Not In Kansas Anymore...

Click your heels, and see if home is where you hang your hat, or somewhere else inside yourself as this simple, postmodern girl takes on L.A.

Tuesday, October 07, 2008

His brother died. HB's brother just died yesterday. A total accident, he fell while rock climbing. He was 18. It was on the front page of the online newspaper.

So sad. A family tragedy, to state the obvious.

Shit. I feel like an ass for taking him to task on Sat. But, I'm not psychic. Not like that. He had, in fact, pissed me off, so....???

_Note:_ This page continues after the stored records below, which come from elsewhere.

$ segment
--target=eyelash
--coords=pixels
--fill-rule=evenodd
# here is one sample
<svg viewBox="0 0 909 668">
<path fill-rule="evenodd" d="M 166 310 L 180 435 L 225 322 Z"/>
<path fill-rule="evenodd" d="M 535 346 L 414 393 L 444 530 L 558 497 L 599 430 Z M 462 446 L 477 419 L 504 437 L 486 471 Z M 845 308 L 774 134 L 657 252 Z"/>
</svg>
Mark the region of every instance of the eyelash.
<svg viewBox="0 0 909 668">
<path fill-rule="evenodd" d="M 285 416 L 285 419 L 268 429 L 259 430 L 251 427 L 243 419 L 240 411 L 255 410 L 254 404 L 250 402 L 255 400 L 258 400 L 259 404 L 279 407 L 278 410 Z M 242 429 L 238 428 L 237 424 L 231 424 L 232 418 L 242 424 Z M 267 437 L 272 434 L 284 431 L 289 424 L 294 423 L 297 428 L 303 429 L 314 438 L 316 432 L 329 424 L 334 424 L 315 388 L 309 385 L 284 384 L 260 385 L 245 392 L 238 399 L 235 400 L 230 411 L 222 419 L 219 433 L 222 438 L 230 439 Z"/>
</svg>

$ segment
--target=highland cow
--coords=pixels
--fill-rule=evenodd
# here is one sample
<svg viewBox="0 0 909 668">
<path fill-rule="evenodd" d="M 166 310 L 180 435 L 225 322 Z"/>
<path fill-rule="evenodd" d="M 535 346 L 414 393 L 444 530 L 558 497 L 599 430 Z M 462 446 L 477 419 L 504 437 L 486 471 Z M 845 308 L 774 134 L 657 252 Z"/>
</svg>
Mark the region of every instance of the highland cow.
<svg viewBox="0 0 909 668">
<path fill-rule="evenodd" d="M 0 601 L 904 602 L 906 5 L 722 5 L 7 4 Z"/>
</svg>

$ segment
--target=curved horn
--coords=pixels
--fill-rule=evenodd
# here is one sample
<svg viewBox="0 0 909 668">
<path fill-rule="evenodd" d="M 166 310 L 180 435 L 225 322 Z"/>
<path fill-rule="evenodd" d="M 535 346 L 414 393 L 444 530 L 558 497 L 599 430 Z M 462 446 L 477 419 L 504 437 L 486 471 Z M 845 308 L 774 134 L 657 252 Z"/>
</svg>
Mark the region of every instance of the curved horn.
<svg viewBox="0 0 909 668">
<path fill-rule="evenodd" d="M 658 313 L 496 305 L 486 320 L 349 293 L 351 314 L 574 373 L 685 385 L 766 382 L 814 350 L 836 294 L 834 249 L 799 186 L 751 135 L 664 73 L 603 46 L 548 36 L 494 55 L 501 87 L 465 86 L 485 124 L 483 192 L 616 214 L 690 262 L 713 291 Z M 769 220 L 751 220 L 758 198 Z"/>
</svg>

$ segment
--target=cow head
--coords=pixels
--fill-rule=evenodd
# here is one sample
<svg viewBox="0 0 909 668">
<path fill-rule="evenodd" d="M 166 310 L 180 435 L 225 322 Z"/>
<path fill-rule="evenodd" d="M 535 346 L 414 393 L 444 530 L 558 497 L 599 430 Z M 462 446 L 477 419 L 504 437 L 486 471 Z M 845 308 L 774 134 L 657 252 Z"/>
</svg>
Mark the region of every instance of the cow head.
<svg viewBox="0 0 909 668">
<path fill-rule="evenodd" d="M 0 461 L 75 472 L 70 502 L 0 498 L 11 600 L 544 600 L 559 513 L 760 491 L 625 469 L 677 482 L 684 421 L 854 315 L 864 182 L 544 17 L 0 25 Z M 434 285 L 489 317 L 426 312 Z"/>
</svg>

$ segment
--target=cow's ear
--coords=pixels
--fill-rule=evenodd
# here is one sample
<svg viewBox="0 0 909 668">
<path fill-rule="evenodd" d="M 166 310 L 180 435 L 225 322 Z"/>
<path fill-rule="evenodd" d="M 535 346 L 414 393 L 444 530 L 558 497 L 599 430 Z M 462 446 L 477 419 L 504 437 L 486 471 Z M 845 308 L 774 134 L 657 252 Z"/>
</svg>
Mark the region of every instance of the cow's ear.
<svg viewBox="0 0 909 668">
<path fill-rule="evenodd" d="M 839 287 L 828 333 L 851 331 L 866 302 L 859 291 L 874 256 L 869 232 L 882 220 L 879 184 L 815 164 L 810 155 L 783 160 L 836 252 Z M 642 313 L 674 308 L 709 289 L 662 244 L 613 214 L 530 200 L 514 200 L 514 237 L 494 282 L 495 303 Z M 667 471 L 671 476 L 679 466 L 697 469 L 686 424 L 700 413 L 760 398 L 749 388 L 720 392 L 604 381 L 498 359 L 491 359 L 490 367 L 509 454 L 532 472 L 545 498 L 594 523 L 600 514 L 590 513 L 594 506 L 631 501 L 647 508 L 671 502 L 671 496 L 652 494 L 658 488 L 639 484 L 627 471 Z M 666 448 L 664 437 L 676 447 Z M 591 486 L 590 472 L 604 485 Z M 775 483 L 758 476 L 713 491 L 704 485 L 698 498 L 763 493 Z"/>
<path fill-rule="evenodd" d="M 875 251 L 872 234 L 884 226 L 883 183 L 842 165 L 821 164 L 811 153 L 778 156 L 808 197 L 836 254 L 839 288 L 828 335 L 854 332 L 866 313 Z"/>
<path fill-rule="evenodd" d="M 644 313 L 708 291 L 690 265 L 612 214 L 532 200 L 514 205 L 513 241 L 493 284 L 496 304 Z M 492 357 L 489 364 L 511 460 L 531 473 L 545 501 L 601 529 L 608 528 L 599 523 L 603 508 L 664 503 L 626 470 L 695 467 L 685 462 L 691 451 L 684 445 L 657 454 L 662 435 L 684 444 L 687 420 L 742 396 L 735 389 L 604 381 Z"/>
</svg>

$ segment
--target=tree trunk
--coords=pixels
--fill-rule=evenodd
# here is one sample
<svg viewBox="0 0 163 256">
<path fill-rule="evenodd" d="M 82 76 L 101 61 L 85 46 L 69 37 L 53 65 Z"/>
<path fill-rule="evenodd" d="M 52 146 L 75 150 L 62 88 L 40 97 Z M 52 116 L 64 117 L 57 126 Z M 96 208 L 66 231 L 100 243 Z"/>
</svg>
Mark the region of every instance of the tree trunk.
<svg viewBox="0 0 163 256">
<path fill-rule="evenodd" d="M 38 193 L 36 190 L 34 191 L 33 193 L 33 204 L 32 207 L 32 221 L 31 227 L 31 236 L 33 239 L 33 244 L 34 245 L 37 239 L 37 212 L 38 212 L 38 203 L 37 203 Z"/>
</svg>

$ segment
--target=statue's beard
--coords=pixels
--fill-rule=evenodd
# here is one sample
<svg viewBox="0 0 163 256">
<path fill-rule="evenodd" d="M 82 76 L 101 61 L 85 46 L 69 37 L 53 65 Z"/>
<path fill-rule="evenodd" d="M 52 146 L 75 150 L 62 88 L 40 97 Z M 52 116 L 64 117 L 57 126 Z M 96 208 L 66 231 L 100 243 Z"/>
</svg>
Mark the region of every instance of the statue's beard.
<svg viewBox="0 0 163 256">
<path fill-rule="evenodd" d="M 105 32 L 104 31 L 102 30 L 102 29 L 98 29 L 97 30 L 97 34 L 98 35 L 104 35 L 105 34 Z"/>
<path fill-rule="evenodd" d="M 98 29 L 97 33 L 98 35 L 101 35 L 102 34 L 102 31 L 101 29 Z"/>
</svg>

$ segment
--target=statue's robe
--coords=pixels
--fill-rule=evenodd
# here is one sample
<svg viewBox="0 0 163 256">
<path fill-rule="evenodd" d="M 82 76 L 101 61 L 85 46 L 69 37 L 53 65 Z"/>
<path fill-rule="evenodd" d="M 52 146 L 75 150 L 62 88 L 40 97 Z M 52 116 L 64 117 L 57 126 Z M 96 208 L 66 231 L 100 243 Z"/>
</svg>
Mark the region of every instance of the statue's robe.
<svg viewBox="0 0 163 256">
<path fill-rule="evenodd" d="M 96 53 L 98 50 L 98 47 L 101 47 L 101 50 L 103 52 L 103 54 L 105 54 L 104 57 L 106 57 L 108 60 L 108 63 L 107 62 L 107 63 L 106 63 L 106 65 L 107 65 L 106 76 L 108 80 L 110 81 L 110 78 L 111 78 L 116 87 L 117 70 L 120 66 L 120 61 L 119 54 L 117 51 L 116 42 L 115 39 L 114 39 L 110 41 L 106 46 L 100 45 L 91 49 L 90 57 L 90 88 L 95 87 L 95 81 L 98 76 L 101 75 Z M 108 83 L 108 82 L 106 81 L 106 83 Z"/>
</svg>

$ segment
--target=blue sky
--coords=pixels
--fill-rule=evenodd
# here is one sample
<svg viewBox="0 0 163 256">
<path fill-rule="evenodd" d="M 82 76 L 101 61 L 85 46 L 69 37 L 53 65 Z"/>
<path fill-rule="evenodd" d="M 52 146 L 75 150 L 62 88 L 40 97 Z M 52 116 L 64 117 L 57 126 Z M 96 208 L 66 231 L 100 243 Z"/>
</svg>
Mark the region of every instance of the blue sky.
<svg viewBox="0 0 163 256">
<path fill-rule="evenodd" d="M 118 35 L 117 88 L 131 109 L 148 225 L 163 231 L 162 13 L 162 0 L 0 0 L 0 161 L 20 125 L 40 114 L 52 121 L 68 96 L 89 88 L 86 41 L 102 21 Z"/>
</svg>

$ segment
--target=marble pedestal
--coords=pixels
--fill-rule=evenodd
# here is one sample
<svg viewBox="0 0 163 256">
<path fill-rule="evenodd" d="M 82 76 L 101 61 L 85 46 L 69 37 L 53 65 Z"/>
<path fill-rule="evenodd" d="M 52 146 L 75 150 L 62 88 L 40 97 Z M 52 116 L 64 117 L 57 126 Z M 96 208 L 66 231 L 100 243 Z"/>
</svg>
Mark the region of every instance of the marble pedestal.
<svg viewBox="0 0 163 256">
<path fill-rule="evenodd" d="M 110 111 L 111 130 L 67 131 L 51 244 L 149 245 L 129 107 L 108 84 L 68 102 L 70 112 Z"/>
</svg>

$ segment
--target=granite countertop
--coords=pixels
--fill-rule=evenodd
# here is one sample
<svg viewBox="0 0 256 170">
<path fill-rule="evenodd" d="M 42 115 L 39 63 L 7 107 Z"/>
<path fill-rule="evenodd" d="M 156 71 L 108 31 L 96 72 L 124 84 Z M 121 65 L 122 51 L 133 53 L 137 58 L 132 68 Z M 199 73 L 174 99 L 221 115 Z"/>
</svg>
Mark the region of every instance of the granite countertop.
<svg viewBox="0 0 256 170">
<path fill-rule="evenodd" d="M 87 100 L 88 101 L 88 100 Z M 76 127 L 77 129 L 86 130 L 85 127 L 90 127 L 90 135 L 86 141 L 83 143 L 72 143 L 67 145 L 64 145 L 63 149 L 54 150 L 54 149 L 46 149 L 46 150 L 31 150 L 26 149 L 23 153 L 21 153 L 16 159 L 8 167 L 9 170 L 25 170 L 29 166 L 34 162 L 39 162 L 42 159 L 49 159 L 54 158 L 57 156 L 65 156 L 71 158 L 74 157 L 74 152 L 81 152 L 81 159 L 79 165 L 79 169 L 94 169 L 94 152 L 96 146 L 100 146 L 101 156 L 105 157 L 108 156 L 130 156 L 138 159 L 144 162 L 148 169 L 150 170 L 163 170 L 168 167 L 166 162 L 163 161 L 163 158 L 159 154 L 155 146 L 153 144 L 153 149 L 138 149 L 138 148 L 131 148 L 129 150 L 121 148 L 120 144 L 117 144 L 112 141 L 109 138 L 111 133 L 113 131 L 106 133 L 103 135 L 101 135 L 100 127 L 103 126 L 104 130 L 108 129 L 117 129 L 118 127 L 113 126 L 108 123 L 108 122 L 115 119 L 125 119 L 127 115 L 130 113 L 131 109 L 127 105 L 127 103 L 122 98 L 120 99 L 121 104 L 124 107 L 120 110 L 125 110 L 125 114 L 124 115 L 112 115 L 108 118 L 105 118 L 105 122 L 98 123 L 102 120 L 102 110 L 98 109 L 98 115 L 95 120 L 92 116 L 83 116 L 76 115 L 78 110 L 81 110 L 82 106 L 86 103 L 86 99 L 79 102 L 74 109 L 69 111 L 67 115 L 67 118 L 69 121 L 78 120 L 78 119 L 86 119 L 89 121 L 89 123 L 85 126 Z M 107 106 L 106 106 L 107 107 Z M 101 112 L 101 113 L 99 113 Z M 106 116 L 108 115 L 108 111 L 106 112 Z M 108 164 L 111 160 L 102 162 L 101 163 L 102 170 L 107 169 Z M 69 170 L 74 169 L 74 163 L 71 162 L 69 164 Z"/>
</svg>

We're not close at all, so as someone mentioned to me, I shouldn't beat myself up. And they're right. But he's got no one here and I had just told him to basically grow the fuck up and play nice and good luck with that.

So I took a minute and messaged him that we had a clean slate. If he needed anything, to call ( don't worry, I won't be waiting by the phone. This is HIS thing. HIS FAMILY'S thing. Not about me, and this little personal momentary guilt pang is about as narcissistic as I'm gonna get about it, I assure you.). That he had support in LA if he wanted it.

Timing is just a trick of fate. You think you know, but you have no idea. On so many levels. Sometimes, it's just really unfair, and I wonder why sometimes. Why bad things happen to people when they're already down. Why dumb misunderstandings happen at the worst times. Why it's all so unpredictable.

Life is so....adjectives fail me these days. This is just one of those times where you wish you had a Google Map so you could zoom out and see the bigger picture, 'cause surely it would help.

Right?

I don't know. I really don't. Like everyone else, I'm just making up as I go along.